Вскоре Гусинский провел их в зрительный зал и посадил прямо за режиссером. Фамилию Гусинского часто сокращали, так что оставалось просто “Гусь”. “Он мог попасть куда угодно, — рассказывал Белякович. — Мы спрашивали его: “Гусь, можешь достать билеты?” Он просил подождать, у него было много знакомых. Он отличался общительностью и обширными связями, но провести двенадцать человек — это был высший класс! Он сказал, что мы театральные режиссеры и нам необходимо присутствовать”.
Его учитель, Равенских, произвел впечатление на Гусинского. Ра-венских не позволял командовать собой и был готов экспериментировать даже в жестких идеологических рамках советского театра. Однажды Равенских получил указание поставить на сцене Кремлевского Дворца съездов написанные анонимным литературным поденщиком приторные военные мемуары Брежнева “Малая земля”. Книга рассказывает о том, какую роль сыграл Брежнев в боевых действиях, в ходе которых Восемнадцатая армия захватила и 225 дней удерживала Малую землю, плацдарм на берегу Черного моря. После прихода к власти Брежнева значение этого сражения стали преувеличивать, хотя Брежнев не совершил ничего выдающегося. Равенских поехал на места боев, чтобы поразмыслить о полученном задании. Он не хотел заниматься этим, но отказываться было бы рискованно. Вернувшись в Москву, он заявил, что ставить спектакль не может и не будет: роль Брежнева в книге была слишком переоценена.

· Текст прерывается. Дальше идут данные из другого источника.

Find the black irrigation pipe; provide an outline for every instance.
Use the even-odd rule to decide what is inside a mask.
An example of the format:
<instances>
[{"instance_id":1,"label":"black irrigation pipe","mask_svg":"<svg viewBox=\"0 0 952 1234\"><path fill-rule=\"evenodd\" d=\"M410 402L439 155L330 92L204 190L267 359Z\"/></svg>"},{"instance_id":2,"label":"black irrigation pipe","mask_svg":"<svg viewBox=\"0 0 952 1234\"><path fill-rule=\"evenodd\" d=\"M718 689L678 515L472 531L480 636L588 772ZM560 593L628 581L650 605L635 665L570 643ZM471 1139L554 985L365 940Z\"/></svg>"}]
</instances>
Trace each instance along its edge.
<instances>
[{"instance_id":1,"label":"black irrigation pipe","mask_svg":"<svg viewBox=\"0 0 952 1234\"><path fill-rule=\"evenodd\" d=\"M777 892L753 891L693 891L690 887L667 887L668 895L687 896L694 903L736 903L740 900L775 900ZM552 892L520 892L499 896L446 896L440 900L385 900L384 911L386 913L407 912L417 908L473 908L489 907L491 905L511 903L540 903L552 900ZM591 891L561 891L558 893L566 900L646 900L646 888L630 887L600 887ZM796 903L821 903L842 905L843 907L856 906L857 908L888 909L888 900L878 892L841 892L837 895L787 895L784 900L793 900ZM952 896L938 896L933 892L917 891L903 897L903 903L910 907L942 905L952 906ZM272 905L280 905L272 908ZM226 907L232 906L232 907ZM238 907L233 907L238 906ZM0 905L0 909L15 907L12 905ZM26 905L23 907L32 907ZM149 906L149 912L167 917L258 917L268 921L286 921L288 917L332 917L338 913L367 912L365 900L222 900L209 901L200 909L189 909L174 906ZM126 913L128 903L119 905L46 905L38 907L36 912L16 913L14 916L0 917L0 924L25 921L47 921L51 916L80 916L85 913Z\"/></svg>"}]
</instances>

Студентам, учившимся в институте у Равенских, иногда удавалось немного сместить границы дозволенного. В институте они могли дышать свободнее, чем на официальной сцене. Гусинский и студенты из его группы прочитали и поставили отрывок из пьесы Николая Эрдмана “Самоубийца”, черной комедии о простом советском гражданине, доведенном до отчаяния и решившем покончить с собой, но в последний момент струсившем. Пьеса была запрещена в 1932 году и в Советском Союзе никогда официально не ставилась.
В качестве дипломной работы студенты должны были поставить спектакли уже не в институте, а в настоящих театрах. Москва — центр театральной жизни, но студентам практически невозможно поставить свои дипломные пьесы в столице. Для выполнения дипломной работы Гусинский поехал в Тулу, фабричный город, расположенный к югу от Москвы. В сезоне 1979/80 года всегда энергичный, худой и эмоциональный Гусинский поставил в Тульском государственном драматическом театре пьесу “Тартюф” французского драматурга XVII века Жана Батиста Мольера. В афише было указано, что это — комедия, экспериментальная одноактная пьеса, поставленная студентами. Важно было то, что пьеса включала в себя фрагменты из книги о Мольере, написанной русским писателем и драматургом Михаилом Булгаковым в конце 1929 года. Гусинский хорошо понимал, что Булгаков сосредоточил внимание на отношениях между артистом и властью, между Мольером и Людовиком XIV. О напряженных отношениях между артистом и диктатором Булгаков хорошо знал сам, испытав немало душевных мук и страданий в первые годы сталинской эпохи. Его пьесу о Мольере репетировали четыре года, но после того как было дано всего семь спектаклей, она была запрещена.